Large molecule bioconjugation

Bioconjugates made simpler

Large molecules, such as antibodies, peptides and related structures, represent a promising class of biomolecules, which are being used as efficient biomolecular tools, forming the basis of highly effective therapeutics. In 2017, one fourth of all drugs on the market were protein-based therapeutics treating chronic diseases such as cancer, diabetes, autoimmune diseases, rare genetic diseases, and others.

CF Plus Chemicals offers first-in-class, complementary hypervalent-iodine based bioconjugation technologies which allow for a straightforward modification of antibodies, peptides and other protein structures to uncover their full potential, improve their biological activity and increase their therapeutic index. We have been in particular devoted to apply our unique technologies to advance the development of Antibody Drug Conjugates, antibodies conjugated to toxic substances, which is a rapidly growing class of targeted biotherapeutics.

The novel technology has been demonstrated to conjugate small functional groups (up to 1000 Da) specifically to selected amino acids depending on the choice of protocol. In contrast to the conventional maleimide-based technology, our technology offers a highly stable peptide/antibody conjugation strategy which enables to control the overall amount of payload and lead to design of a safer next generation ADCs for immunooncology. Furthermore, our technology allows not only to conjugate various biorthogonal functional groups to large proteins in a site selective manner but it can be equally used to selectively install biorthogonal handles to existing natural product-based toxins. Our technology therefore constitutes a one-stop-shop technology which allows both bioconjugation of proteins as well as ample possibilities for optimization of warhead attachment strategy, thus streamlining the ADC discovery process on both key sides.

Benefits of our technology

Facilitates a controlled site-specific conjugation

Straightforward application leading to a cost-effective, high yielding conjugation

Improved stability in comparison to maleimide conjugation

Discovered, validated and patented at ETH Zurich

Thiol CF LINK™ Bioconjugation

Proteins containing solvent accessible free cysteine residues undergo a controlled, site-specific thiol bioconjugation with Togni-CF₂F₂R reagents without interference of other nucleophilic groups such as lysines. The S-bound conjugates are formed irreversibly and due to a unique ligation chemistry, they cannot undergo thiol exchange which is observed for conventional Michael acceptors, such as maleimides.

Advantages of our technology

Facilitates a controlled site-specific conjugation

Improved stability in comparison to maleimide conjugation

Tryptophan CF LINK™ Bioconjugation

Second generation of Togni reagents bearing the RCF₂CF₂ residues are very easily reduced by sodium ascorbate to generate highly reactive RCF₂CF₂• fluoroalkyl radicals. When generated in the presence of a protein that contains a solvent accessible tryptophan residue, the protein undergoes a highly site-selective tryptophan bioconjugation even in the presence of other aromatic amino acids.
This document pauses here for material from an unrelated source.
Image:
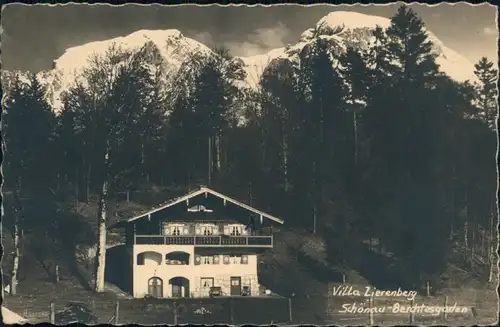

CF LINK™ technology can be used to introduce a small, β-substituted fluoroalkyl group onto a solvent accessible tryptophan residue of a protein. Depending on the nature of the attached β-substituted fluoroalkyl, various protein modifications can be realized:

attachment of toxic/radioactive payloads via click chemistry
attachment of fluorescent dyes
attachment of stabilizing groups
attachment of other small molecules
protein immobilisation via click chemistry

Advantages of our technology

Unique tryptophan-selective bioconjugation

Complementary bioconjugation technology

Transition-metal free bioconjugation

CF LINK™ surface mapping of proteins

Togni reagents, which belong to the class of hypervalent iodine reagents, are extremely quickly (seconds) reduced by sodium ascorbate to generate highly reactive fluoroalkyl radicals. These in-situ generated fluoroalkyl radicals quickly react with the aromatic, solvent exposed amino acids present in the protein backbone, causing their rapid fluoroalkylation. Finally, proteolytic digestion and MS-based proteomics reveal which aromatic amino acids are solvent exposed (and thus undergoing fluoroalkylation) and which are solvent inaccessible (and thus immune to fluoroalkylation), either as a consequence of the protein's native structure or due to a binding of a substrate.

CF LINK™ technology can be used to map a protein surface, map the epitope, characterize proteins, probe protein-protein interactions, etc.